TORONTO, March 27 (Reuters) - The Canadian dollar was down slightly versus the U.S. dollar on Thursday as nagging concerns about what impact a U.S. economic slowdown could have on the domestic economy overshadowed the benefit of lofty commodity prices.
Domestic bonds prices had no Canadian data to consider but were pinned lower across the curve after a U.S. jobless claims report gave dealers an excuse to book profits.
At 9:10 a.m. (1310 GMT), the Canadian unit was at C$1.0195 to the U.S. dollar, or 98.09 U.S. cents, down from C$1.0188 to the U.S. dollar, or 98.15 U.S. cents, at Wednesday’s close.
The slide in the Canadian dollar pulled it further from the one-week high of C$1.0095 to the U.S. dollar, or 99.05 U.S. cents, that it reached on Wednesday.
And with no domestic data due until next week to offer investors further proof of the resilient economy in the wake of the slowdown in the United States, the Canadian currency could likely be in for further selling.
“The Canadian dollar weakness comes despite stable economics and a rise in commodities as the threat of an economic spillover from the (United) States continues to weigh on the loonie,” said Jack Spitz, director of foreign exchange at National Bank Financial.
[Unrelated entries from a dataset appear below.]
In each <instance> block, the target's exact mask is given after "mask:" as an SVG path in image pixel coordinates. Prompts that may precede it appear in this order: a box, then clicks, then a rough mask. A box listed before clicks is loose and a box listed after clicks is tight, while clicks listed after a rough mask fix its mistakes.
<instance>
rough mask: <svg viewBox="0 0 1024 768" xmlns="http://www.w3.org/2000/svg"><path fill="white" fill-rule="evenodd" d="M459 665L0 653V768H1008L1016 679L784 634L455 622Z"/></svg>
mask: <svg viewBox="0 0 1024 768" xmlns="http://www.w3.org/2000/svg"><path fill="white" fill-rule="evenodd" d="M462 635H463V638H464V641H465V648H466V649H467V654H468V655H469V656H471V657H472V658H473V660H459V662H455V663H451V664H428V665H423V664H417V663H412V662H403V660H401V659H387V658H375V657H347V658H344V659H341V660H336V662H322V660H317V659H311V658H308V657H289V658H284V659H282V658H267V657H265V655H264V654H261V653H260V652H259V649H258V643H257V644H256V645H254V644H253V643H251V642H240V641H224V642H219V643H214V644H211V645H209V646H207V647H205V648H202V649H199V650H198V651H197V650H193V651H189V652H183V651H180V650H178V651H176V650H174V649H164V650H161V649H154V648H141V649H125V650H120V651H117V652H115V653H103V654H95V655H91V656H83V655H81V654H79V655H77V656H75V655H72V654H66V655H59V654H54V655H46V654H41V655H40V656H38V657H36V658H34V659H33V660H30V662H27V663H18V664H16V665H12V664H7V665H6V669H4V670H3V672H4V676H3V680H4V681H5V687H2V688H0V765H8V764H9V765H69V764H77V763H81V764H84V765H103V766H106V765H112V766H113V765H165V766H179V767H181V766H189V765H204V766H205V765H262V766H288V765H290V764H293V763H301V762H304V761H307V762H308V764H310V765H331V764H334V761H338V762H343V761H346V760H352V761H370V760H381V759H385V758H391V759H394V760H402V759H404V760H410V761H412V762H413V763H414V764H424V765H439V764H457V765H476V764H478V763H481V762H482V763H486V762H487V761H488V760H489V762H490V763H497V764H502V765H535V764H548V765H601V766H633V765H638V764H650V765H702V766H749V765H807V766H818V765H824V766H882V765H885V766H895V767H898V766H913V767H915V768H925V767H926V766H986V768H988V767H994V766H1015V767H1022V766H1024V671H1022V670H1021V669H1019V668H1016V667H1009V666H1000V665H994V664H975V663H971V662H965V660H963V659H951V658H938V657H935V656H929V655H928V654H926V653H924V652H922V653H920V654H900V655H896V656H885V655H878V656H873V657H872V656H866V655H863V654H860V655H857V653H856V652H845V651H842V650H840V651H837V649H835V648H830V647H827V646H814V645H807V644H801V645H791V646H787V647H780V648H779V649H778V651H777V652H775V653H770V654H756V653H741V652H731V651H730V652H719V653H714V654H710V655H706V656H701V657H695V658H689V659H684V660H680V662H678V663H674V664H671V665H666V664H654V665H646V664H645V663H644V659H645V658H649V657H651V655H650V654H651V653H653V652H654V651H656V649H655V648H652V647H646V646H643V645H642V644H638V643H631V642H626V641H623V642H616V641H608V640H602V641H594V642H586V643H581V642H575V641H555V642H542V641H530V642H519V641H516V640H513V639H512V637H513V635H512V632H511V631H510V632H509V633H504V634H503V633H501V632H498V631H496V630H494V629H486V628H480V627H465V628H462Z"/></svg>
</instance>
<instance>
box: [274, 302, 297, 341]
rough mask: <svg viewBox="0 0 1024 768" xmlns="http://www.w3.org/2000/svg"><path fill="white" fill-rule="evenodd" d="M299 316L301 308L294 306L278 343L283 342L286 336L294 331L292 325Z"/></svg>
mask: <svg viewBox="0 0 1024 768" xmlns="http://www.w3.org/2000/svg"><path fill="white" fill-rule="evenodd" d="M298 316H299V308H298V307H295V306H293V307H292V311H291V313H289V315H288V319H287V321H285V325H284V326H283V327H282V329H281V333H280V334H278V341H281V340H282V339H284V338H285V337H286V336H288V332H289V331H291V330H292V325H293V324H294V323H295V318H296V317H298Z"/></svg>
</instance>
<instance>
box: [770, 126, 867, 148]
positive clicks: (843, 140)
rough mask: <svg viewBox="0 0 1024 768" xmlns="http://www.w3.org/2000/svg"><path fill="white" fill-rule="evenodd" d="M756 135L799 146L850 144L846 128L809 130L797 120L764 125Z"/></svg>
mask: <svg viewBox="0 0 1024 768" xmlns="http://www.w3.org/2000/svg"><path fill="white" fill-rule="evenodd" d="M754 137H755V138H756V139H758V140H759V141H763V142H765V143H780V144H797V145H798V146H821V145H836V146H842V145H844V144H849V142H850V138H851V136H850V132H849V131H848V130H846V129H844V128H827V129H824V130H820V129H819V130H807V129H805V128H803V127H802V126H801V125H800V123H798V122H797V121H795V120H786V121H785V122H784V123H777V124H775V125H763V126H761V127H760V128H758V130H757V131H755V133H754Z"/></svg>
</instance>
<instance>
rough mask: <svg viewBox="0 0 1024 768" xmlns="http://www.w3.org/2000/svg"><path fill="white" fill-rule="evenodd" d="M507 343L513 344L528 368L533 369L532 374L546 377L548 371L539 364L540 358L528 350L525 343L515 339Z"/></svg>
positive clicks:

“Canada has been showing decent numbers and we don’t really see any real evidence of economic weakness in Canada, but markets continue to believe the pain will be felt eventually.”
The Canadian economy relies heavily on the United States for consuming the bulk of its exports, so a slowdown in the world’s largest economy is expected by many to eventually work its way into Canada.
But the domestic economy has shown plenty of resiliency so far in 2008 as a slew of data has topped of expectations, with a retail sales report for January earlier this week the latest piece of evidence.
Canada’s economic calendar is bare until the January gross domestic product report, due on Monday. Market focus next week will be on the March jobs report due April 4.
A rise in oil prices to above $107 a barrel after an Iran pipeline explosion helped cushion the commodity-linked Canadian dollar’s fall. Gold prices turned lower after earlier rising to a one-week high.
Canadian bond prices were stuck lower as investors decided to pocket some recent gains as the latest U.S. economic data showed layoff trends jumped to levels not seen since 2005.
With no Canadian data to consider, dealers were influenced by the report that showed the four-week moving average of new claims in the United States rose to its highest since Oct. 22, 2005, which was in the aftermath of Hurricane Katrina.
“I just suspect the market is looking for an excuse to sell a little bit and Canada is going along for the ride right now,” said Michael Gregory, senior economist at BMO Capital Markets.
The overnight Canadian Libor rate LIBOR01 was 3.7617 percent, up from 3.7200 percent on Wednesday.
Wednesday’s CORRA rate CORRA= was 3.4420 percent, down from 3.4784 on Tuesday. The Bank of Canada publishes the previous day’s rate at around 9 a.m. daily.
The two-year bond was down 2 Canadian cents at C$102.66 to yield 2.605 percent. The 10-year bond shed 25 Canadian cents to C$103.98 to yield 3.489 percent.
The yield spread between the two- and 10-year bonds was 88.5 basis points, up from 84.4 points at the previous close.
The 30-year bond dropped 72 Canadian cents to C$117.20 to yield 3.996 percent. In the United States, the 30-year Treasury yielded 4.398 percent.